Pitfalls of Slackware
I make this post with great regret. Slackware has always been my number 1 favorite distrobution hands down. All of my nix servers in my home environment run Slack. I even run some systems at my work with Slack (the ones I have the liberty to choose my OS). I know there is a majority of slackers here that feel the same.
So, I'm sure you guys will come to understand my astonishment and frustration when I came across a situation when my beloved distro failed to surmount the situation I came across.

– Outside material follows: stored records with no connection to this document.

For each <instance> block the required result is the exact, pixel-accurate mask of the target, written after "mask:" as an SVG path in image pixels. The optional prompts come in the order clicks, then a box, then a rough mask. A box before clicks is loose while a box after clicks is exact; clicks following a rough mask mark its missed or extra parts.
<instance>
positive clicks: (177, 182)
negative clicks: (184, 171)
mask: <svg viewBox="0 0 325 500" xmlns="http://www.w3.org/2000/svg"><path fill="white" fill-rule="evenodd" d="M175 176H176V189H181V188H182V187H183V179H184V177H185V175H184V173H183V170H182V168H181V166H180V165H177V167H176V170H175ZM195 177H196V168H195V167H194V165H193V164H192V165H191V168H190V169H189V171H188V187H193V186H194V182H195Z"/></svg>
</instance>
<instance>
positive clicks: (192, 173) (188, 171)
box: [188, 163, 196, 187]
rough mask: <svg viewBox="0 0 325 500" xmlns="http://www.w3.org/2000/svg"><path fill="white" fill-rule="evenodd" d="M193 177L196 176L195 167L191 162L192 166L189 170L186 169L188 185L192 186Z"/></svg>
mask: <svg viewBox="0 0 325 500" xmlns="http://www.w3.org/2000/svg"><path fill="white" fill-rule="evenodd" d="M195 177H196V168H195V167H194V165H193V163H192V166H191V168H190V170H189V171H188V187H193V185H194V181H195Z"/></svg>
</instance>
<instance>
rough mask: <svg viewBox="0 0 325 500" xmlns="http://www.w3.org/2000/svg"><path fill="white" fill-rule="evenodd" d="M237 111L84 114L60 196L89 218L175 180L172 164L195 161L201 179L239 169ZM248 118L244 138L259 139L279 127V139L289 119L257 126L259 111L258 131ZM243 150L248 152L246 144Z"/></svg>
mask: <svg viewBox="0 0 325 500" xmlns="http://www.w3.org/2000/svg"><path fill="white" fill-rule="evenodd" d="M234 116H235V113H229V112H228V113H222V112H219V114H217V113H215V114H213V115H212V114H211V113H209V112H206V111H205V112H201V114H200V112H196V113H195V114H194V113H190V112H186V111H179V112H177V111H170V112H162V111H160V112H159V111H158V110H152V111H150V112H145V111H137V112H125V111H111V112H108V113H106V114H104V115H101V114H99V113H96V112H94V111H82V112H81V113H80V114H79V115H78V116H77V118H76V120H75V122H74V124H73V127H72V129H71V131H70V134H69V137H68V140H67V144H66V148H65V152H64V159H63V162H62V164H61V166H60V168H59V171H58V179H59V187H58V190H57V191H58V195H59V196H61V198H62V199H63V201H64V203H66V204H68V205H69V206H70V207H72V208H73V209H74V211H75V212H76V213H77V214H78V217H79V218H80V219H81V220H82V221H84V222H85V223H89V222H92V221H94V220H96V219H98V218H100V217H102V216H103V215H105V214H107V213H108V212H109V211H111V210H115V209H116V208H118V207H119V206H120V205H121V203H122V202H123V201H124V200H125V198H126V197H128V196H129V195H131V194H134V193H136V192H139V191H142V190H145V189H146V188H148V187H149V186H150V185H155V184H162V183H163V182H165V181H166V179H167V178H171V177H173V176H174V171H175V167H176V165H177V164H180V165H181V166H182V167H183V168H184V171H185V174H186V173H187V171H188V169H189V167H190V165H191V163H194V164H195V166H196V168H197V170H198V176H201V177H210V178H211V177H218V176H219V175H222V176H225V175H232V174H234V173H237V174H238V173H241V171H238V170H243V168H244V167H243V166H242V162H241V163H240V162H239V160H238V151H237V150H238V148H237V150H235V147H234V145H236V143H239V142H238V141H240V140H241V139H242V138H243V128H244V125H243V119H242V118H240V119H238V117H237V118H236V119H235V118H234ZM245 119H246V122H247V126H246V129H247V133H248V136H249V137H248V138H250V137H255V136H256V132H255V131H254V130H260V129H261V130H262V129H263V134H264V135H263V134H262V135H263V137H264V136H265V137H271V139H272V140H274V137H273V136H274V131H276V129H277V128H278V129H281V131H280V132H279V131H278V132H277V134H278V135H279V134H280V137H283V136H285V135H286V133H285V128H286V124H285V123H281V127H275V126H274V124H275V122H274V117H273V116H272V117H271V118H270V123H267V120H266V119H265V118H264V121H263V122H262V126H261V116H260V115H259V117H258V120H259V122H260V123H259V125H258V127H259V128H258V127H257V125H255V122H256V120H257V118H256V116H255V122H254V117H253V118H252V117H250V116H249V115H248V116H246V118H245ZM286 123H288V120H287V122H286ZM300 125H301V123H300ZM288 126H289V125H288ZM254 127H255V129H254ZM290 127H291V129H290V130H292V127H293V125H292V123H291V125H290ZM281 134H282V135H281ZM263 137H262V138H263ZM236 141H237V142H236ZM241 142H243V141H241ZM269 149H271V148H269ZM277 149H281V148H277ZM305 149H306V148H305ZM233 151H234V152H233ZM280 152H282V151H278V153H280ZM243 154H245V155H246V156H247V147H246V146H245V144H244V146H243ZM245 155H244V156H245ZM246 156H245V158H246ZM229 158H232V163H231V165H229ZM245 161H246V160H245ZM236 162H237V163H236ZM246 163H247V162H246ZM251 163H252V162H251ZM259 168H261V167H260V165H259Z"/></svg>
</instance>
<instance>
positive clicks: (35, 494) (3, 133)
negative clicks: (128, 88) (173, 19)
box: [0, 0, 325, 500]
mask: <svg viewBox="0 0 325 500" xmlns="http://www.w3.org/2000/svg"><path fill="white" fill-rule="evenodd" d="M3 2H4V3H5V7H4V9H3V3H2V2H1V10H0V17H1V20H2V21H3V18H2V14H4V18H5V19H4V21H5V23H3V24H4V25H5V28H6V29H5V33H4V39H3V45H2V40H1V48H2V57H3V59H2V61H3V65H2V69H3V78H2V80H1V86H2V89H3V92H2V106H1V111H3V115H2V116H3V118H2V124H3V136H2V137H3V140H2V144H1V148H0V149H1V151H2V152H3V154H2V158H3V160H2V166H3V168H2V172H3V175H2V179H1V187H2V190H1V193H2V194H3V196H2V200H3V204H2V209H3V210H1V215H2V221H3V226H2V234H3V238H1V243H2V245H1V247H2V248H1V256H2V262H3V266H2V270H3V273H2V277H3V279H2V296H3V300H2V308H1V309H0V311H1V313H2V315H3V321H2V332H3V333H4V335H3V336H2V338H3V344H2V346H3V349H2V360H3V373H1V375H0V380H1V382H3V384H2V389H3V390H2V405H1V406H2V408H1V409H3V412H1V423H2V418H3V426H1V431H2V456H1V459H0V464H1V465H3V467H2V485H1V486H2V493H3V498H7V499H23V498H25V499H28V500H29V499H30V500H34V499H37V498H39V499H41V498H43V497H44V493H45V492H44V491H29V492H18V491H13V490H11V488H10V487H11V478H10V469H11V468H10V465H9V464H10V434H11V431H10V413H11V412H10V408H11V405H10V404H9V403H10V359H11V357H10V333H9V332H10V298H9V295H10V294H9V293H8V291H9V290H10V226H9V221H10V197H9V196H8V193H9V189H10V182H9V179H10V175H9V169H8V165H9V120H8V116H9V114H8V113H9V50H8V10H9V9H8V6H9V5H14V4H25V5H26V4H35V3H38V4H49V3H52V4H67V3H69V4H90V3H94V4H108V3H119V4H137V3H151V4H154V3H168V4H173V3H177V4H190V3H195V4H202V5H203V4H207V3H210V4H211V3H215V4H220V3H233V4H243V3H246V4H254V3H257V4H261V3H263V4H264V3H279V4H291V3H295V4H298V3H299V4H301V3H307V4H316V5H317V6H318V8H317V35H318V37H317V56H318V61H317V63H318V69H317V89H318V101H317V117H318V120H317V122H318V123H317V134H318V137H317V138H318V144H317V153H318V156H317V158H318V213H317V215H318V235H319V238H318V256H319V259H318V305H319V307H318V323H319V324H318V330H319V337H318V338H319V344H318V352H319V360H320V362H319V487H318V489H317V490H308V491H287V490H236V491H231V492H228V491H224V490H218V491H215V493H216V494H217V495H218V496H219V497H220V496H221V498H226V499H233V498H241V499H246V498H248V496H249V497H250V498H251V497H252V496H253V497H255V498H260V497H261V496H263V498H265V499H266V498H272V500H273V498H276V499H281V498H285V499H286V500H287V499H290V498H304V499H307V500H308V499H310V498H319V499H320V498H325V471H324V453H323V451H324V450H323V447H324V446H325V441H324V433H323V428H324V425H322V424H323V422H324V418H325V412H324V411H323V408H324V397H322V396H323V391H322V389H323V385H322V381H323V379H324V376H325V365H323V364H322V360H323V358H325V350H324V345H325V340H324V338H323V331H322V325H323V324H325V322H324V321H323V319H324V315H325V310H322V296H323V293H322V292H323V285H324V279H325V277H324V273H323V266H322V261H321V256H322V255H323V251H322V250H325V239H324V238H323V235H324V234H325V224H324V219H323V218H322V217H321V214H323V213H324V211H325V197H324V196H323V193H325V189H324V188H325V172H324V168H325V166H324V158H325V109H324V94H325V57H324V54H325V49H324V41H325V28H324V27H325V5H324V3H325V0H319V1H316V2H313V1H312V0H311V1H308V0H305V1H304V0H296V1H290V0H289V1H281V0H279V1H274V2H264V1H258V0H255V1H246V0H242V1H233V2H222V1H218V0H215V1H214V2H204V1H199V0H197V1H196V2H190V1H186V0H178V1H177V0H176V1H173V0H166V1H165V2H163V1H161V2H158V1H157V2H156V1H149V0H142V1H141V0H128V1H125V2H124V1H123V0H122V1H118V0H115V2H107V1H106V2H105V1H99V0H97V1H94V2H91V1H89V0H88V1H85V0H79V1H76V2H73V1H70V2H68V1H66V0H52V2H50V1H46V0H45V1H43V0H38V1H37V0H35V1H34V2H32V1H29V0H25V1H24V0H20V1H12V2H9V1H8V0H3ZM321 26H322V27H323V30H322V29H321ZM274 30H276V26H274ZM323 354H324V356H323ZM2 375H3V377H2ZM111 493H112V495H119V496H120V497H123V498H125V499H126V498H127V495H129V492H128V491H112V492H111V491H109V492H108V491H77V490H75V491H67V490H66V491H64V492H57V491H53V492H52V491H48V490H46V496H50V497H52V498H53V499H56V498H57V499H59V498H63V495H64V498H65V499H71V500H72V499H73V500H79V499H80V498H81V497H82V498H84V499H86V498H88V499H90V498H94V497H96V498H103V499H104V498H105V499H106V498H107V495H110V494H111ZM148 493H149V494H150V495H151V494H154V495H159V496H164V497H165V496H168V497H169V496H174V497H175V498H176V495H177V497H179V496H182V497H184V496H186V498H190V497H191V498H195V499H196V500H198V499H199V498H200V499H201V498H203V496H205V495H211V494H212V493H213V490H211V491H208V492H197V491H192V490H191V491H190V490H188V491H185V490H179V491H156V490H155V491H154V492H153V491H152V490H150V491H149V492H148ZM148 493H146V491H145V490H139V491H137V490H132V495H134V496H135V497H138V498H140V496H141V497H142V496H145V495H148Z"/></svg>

There is a server at my work (Intel-Xeon Supermicro), that has centos 5.5 64 installed. There was some corruption in the rc.sysinit file that caused the system to boot in read-only mode. Although I knew it would probably be a good idea to boot into the centos recovery environment, I decided to pull out my slack disk instead. Besides, all I had to do was activate the underlying VG, mount it, and edit the file. How hard could this be?
Apparently, much more difficult than it looked. First of all, Intel's Matrix Storage Manager ROM (imsm), was loaded on the system. There was a Raid1 via the imsm container, and a LVM2 VG under that. So, when I boot into the system via Slack13.37, via the huge kernel, I thought this would be easy as pie.
shows the appropriate raid1 between /dev/sda1 and /dev/sda2
An assemble scan wasn't neccessary, although just for kicks I stopped the raid1 and restarted it:
mdadm --stop /dev/md126
mdadm --assemble --scan
which restarted the array with the appropriate imsm container. Mdadm could even detect the metadata correctly, when I ran:
I could clearly see I was on Intel Matrix Storage Manger ver 220.127.116.112.
So, after running:
vgchange VolGroup00 -a y
and activating VolGroup00, all I left had to do was mount the appropriate LVM.
mount /dev/mapper/VolGroup00-LogVol00 /mnt/0
which, unfortunately, would fail misererably with a segmentation fault at md.c:6/
You may ask, why I didn't just attempt to mount the lvm after stopping the raid array? Well, I thought the same thing. This is a raid1 after all, right? the data on /dev/sda1 is the same on /dev/sdb1. Well, after stopping /dev/md126, and running:
i'm sure you guys would understand my surprise when both commands responded with no pvs / no vgs on the system. After poking around in the Intel Matrix Storage Manager ROM, I discovered that encryption was enabled on the R1 array. Stopping the Raid may break the filesystem, or the LV may only be transparent when the array is intact.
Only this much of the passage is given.